Politique belge

Avec un avant-projet de décret approuvé cette semaine par le gouvernement de la Fédération Wallonie-Bruxelles et dont "La Libre" a obtenu la copie, c’est à deux défis que la ministre de l’Education Joëlle Milquet (CDH) a décidé de s’atteler.

Deux éléments sont à prendre en compte lorsque l’on évoque la pénurie de places dans les écoles francophones.

Le premier concerne l’aggravation permanente et rapide de la situation. Et cela particulièrement dans les villes de Bruxelles et de Liège.

Le deuxième a trait au fait que les différents réseaux ne bénéficient pas tous des mêmes facilités et possibilités financières pour aménager de nouvelles places au sein de leurs établissements.

La croissance bruxelloise

Avec un avant-projet de décret approuvé cette semaine par le gouvernement de la Fédération Wallonie-Bruxelles et dont "La Libre" a obtenu la copie, c’est à ces deux défis que la ministre de l’Education Joëlle Milquet (CDH) a décidé de s’atteler. Les réformes et le financement prévus ne sont pas encore suffisants pour répondre à la pénurie, mais il s’agit néanmoins d’un pas en avant, surtout pour le réseau libre.

Un chiffre à lui seul peut résumer l’ampleur du défi. D’ici dix ans, il faudra créer plus de 15 600 places dans les écoles secondaires bruxelloises pour répondre au boom démographique qui va toucher la capitale.

Entre 2009 et 2014, la population a en effet cru de 8 % dans l’enseignement primaire bruxellois. Cette croissance va bientôt peser sur le secondaire.

Les fonds PPT

Jusqu’alors, différents plans d’urgence avaient permis de préparer le terrain, surtout au niveau de l’enseignement fondamental. Mais tous les spécialistes en conviennent, les efforts doivent être poursuivis.

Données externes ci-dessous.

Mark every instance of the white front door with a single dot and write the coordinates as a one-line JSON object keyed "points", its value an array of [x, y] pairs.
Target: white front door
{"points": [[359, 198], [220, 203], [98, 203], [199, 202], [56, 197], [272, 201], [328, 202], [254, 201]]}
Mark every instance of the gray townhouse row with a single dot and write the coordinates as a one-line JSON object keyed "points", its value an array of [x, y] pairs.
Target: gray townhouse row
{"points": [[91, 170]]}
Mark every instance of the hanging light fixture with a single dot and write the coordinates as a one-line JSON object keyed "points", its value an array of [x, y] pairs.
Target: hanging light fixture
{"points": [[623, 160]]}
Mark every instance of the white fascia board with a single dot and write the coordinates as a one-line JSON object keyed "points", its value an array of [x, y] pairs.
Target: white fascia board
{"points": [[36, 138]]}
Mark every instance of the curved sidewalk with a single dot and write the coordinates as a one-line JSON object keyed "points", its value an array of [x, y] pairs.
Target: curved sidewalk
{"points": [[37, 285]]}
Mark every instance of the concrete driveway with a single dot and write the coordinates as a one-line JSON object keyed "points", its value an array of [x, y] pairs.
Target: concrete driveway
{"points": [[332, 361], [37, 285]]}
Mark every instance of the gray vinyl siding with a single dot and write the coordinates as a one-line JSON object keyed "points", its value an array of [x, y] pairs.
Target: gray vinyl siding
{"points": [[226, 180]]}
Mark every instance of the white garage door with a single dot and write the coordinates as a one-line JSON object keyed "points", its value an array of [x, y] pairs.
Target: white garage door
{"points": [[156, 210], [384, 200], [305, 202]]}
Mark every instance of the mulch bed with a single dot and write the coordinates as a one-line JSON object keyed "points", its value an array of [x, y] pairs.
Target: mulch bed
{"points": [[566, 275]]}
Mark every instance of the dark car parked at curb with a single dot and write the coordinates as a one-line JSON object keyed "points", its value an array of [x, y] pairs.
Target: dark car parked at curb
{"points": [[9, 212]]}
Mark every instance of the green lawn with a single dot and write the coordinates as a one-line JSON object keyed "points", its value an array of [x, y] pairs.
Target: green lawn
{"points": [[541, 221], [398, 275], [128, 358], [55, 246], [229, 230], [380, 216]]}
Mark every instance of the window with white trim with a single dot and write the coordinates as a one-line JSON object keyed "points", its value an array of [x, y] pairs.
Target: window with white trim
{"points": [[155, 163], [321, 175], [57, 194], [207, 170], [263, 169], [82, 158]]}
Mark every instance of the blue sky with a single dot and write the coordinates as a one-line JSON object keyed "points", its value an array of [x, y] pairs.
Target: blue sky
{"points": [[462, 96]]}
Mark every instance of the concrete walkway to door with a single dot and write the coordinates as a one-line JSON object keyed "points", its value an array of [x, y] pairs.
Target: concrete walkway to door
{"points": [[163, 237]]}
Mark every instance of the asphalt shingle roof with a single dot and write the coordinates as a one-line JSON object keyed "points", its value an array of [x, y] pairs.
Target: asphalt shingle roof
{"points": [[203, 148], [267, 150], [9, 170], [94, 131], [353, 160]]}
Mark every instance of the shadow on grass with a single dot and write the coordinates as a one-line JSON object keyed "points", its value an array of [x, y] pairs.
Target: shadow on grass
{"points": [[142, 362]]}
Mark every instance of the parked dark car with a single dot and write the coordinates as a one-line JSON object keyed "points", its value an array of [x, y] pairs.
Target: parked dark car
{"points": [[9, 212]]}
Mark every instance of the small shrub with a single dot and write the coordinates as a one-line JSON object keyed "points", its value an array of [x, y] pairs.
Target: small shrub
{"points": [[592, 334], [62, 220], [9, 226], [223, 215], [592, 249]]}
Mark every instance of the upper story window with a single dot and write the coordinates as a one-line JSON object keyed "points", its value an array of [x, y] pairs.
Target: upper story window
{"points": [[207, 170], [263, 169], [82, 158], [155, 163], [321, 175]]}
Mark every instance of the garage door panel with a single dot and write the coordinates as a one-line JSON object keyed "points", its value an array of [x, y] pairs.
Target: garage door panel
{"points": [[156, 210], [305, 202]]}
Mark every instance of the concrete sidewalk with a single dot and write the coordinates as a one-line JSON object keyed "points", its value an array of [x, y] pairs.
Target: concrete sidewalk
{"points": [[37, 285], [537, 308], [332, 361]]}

Avec son nouveau projet de décret, la ministre permet aux écoles d’utiliser les fonds PPT (Programme prioritaire de travaux) pour créer de nouvelles classes et donc de nouvelles places.

Ces fonds, qui sont traditionnellement dédiés à la rénovation ou à des aménagements urgents en cas de vétusté des bâtiments, sont le seul outil permettant le financement en cash de travaux immobiliers d’urgence. Leur utilisation pour créer de nouvelles classes n’était cependant pas possible jusqu’ici.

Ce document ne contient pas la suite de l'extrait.